Chris Howard van Bersin & Associates verwacht dat bedrijven, nu leermanagementsystemen geaccepteerd lijken te zijn, als volgende stap een LCMS gaan implementeren. Bedrijven kunnen hiermee leerstof organisatiebreed verspreiden, controleren en standaardiseren.
"Our research found that 42% of organizations with LMSs are planning to acquire some type of LCMS system. This high growth rate is fueled by rapid expansion of corporate e-learning assets and the enterprise-wide adoption of LMS technologies", aldus Howard in het persbericht.
Ik weet het niet. En ik weet al helemaal niet of dat voor Nederland geldt. Zijn leermanagementsystemen hier ook al breed geaccepteerd? Zouden arbeidsorganisaties er niet veel beter aan doen om te investeren in social software ten behoeve van informeel leren?
This content is published under the Attribution 3.0 Unported license.
Hoi Wilfred,
het gebruik van een LCMS of digital repository sluit absoluut niet uit dat je gebruik maakt van social software (zoals wiki’s en weblog). Het gaat erom dat je content op één centrale plek opslaat, zodat het hierdoor eenvoudiger wordt om content terug te vinden en te ontsluiten naar meerdere kanalen (zoals in LMS/ELO, intranet, Wiki e.d.).
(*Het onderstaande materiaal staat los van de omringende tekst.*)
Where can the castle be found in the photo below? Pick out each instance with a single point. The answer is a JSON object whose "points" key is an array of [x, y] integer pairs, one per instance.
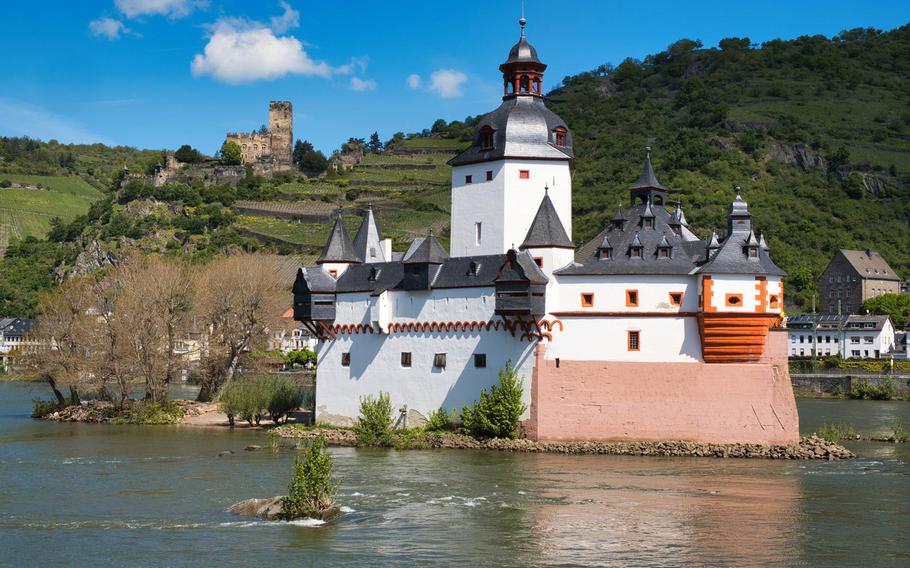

Als je nu ziet hoeveel content verborgen zit voor de meeste gebruikers en daardoor niet gebruikt kan worden om te leren of om her te gebruiken. Als voorbeeld, in de Blackboard omgeving van de TU Delft staan op dit moment meer dan 200.000 objecten, die op dit moment niet gevonden kunnen worden door gebruiker buiten Blackboard en voor gebruikers binnen Blackboard is het ook nog lastig om content terug te vinden.
Verder het mooie aan repositories is dat je deze aan elkaar kan koppelen, zoals met DAREnet en nu ook voor het LOREnet wordt gedaan, daardoor krijgt een student en een docent een schat aan extra leermateriaal.
met vriendelijke groet,
Willem
Dag Willem,
Ik begrijp dat je als organisatie social software naast een LCMS kunt gebruiken. je kunt echter een Euro maar 1x uitgeven. Bovendien beschikken organisaties vaak al over digital repositories. Hebben ze dan ook nog een LCMS nodig? Wegen de kosten op tegen de baten? Soms wel, soms niet. Nogmaals: ik ben er niet helemaal uit.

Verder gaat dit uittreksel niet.